Taylor Hawkins tribute concert review – stars unite to honour the late Foo Fighters drummer

Wembley Stadium, London
An eclectic lineup of musicians makes this a curious bombardment of music – but Dave Grohl, his voice cracking with emotion, is the real star of the show

Eight years ago, Dave Grohl expounded on his famous sense of goodwill and musical fraternity to the Guardian. If the Foo Fighters were playing a festival, he said, he made a point of touring the other artists’ dressing rooms, bottle of whisky in hand. “I don’t give a shit,” he said, “you could be Demi Lovato or the fucking drummer from Pantera, I don’t care – let’s have a drink.”

Clearly, this is an attitude that Grohl shared with the Foo Fighters’ late drummer, Taylor Hawkins. How else to explain the bill at the first of two tribute concerts organised in the wake of his death in March? It swerves wildly, serving up mainstream pop next to tricky prog rock, metal beside Britpop.
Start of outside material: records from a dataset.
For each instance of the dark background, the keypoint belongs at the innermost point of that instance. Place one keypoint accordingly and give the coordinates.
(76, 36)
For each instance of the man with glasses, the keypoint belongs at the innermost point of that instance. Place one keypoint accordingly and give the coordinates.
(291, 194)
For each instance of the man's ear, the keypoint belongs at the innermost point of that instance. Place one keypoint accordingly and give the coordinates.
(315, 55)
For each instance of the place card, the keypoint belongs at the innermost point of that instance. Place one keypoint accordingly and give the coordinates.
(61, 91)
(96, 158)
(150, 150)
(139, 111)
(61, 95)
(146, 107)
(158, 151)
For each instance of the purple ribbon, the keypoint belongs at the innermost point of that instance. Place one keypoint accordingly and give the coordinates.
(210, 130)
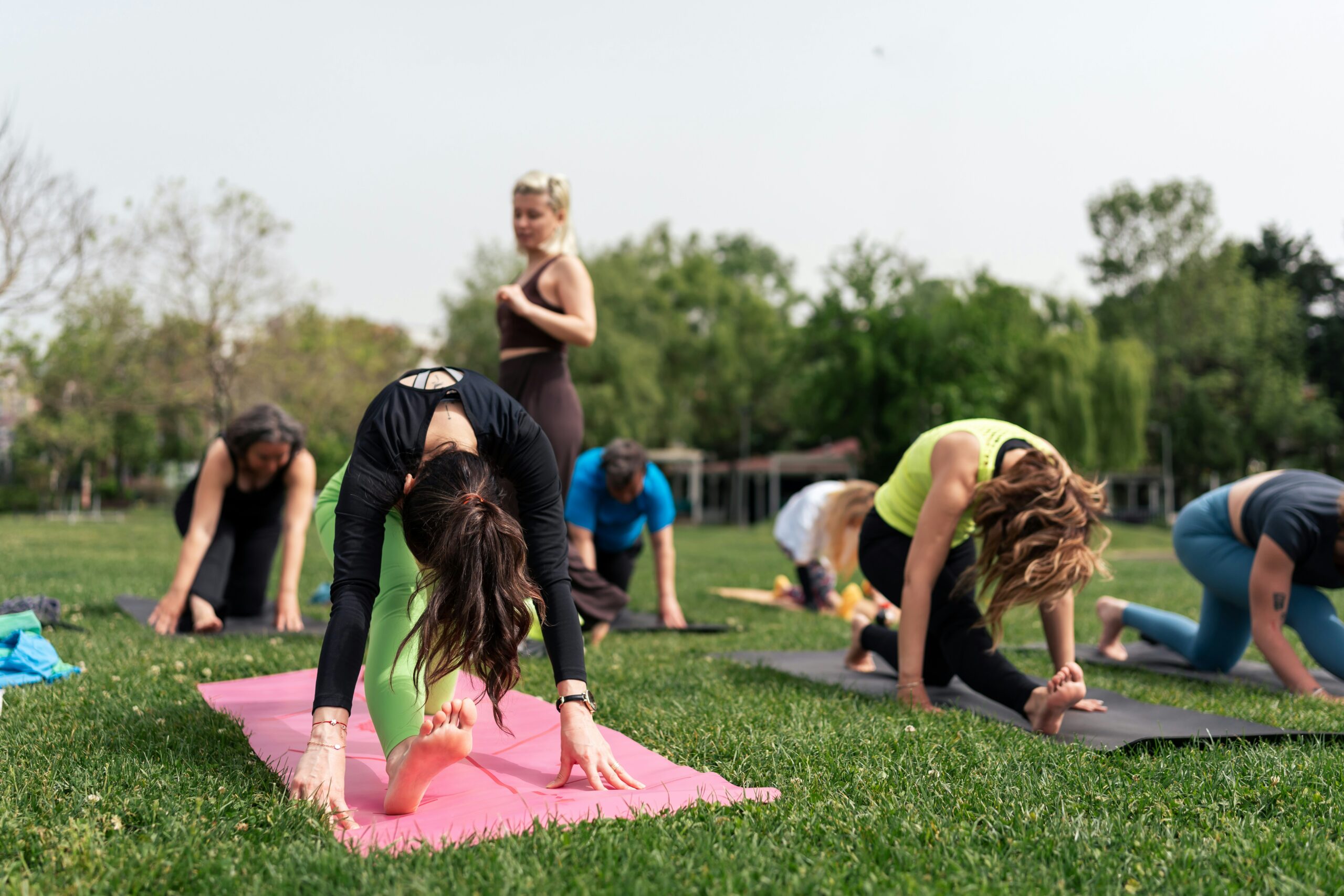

Mark Ronson performs a beautifully dreamy acoustic version of Valerie with Grohl’s daughter Violet on vocals. Then comes a video message from Billie Eilish, followed by AC/DC’s Brian Johnson singing Back in Black and Let There Be Rock with Metallica’s Lars Ulrich on drums. The surviving members of Rush perform the knotty instrumental YYZ on a stage that earlier saw Nile Rodgers doing David Bowie’s Let’s Dance with Queens of the Stone Age’s Josh Homme on vocals. Kesha delivers a killer cover of T Rex’s Children of the Revolution – her polite “thank you” at the end is so at odds with the rawness of her performance that it is greeted with a ripple of laughter – and Supergrass barrels through Alright. Hawkins, it seems, loved them all.

Kesha performing at the Taylor Hawkins tribute concert.
Kesha performing at the Taylor Hawkins tribute concert. Photograph: Kevin Mazur/MBC/PA

It’s a curious and curiously entertaining bombardment of music, with Grohl the linking factor. He turns up so often, in so many roles – playing bass with the Pretenders, and with Wolfgang Van Halen and the Darkness’s Justin Hawkins performing Hot for Teacher; providing vocals for a version of the Police’s Next to You with Stewart Copeland on drums – that you wouldn’t be surprised if he appeared behind the counter in one of the food stalls, handing out nachos.

Occasionally it offers an object lesson in how the music tastes and cultural inputs of American alt-rockers differ from those of their British fans. The audience seem cheerfully baffled by the appearance of Hawkins’ all-time favourite band, the James Gang, who have reformed specially for the occasion. The 1960s-70s power trio featured Joe Walsh, who would go on to join the Eagles, but the crowd give every impression of never having heard their proto-metal boogie rock. Augmented by Grohl on drums, their hit Funk #49 sounds fantastic.

Sam Ryder with Brian May of Queen.
Sam Ryder with Brian May of Queen. Photograph: Kevin Mazur/MBC/PA

The audience are on safer ground with the surviving members of Queen, the first band Hawkins saw live. There’s no sign of current vocalist Adam Lambert: instead Eurovision star Sam Ryder – by Grohl’s account a late addition to the bill – delivers such a masterly version of Somebody to Love that you rather imagine Lambert watching at home, frantically scanning the terms of his contract.

It ends with a set by the Foo Fighters themselves, augmented by a succession of special guests: drummers including Blink-182’s Travis Barker, 12-year-old internet sensation Nandi Bushell and Hawkins’ 16-year-old son Shane; Paul McCartney, who duets with Chrissie Hynde on a version of Oh! Darling and rampages his way through Helter Skelter.

But for all the assembled auxiliary star power, it’s hard to take your eyes off Grohl, who seems to be struggling. His voice cracks as he sings the intro to Times Like These and he turns away from the microphone, the crowd filling in for him, before wiping his eyes and collecting himself in time-honoured Dave Grohl style: “Come on,” he bellows, “you motherfuckers.” It’s an emotional shift that keeps occurring during their performance, which swings from overwhelming sadness to catharsis. Certainly, there’s a weird energy to These Days, on which the audience take up the refrain of “it’s alright” before Grohl kicks back in: “It’s easy for you to say it’s alright,” he howls.

He ends the show performing Everlong alone. The crowd sing along and intermittently provide a beat, as people are wont to do at huge stadium gigs, but again, there’s a strange emotional charge to it, as if the audience are urging Grohl along, willing him to get through it, which he does. Then the day’s entire strange cast take the stage together, leaving you in no doubt that Hawkins will be desperately missed.